Make recipe 4 times for 480 servings in 16 half sheet pans.

 

6 cups butter (3#), softened

9 cups sugar

Beat butter and sugar in mixer until creamy.

Add 12 eggs, a few at a time, just until blended after each addition.

Add 4 Tablespoons vanilla

Whisk dry ingredients together:

15 cups flour

6 Tablespoons baking powder

1 Tablespoon salt

Add flour mixture alternately with 6 cups half and half, at low speed, just until blended.

Divide 8 cups of the batter into a separate bowl.  Stir in 1 ½  cups unsweetened cocoa, 1 cup hot water and 1 ½  cups sugar.

Spread vanilla batter into 4 greased and half sheet pans.  Spoon chocolate batter on top and swirl into vanilla batter with a knife.

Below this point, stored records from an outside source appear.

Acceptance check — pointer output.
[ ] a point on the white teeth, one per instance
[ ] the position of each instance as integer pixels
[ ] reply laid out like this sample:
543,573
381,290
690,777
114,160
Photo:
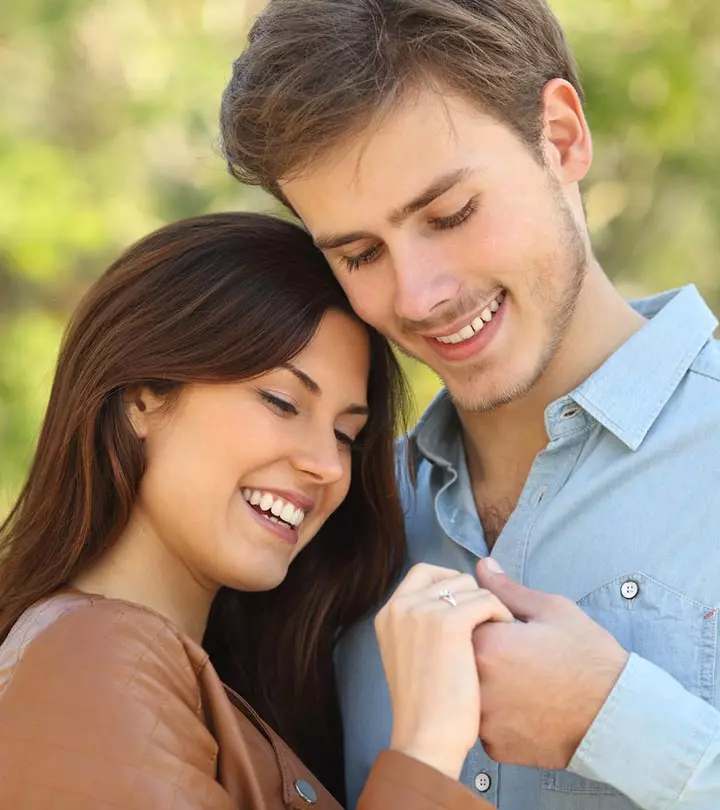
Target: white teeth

Bake at 300* convection for 25-30 minutes.  Cool completely before frosting.

 

Vanilla Cream Frosting

Make recipe 3 times to frost 8 sheet pans

10 oz butter

10 oz shortening

7 pounds powdered sugar

1 teaspoon salt

1 cup instant nonfat dry milk

4 Tablespoons vanilla

2 cups water

 

Cream butter and shortening in mixer until light and fluffy. Combine dry ingredients and add to butter mixture, alternating with the water to blend smoothly.  Add vanilla and more water if needed to make a thinner frosting.  Beat for 5 minutes until mixture is creamy.

 

Chocolate Cream Frosting

Make recipe 3 times to frost 8 sheet pans

Make recipe as directed above, with the addition of 16 oz unsweetened cocoa to the dry ingredients.  Add an extra 1 cup of water, adding more if needed to get to spreading consistency.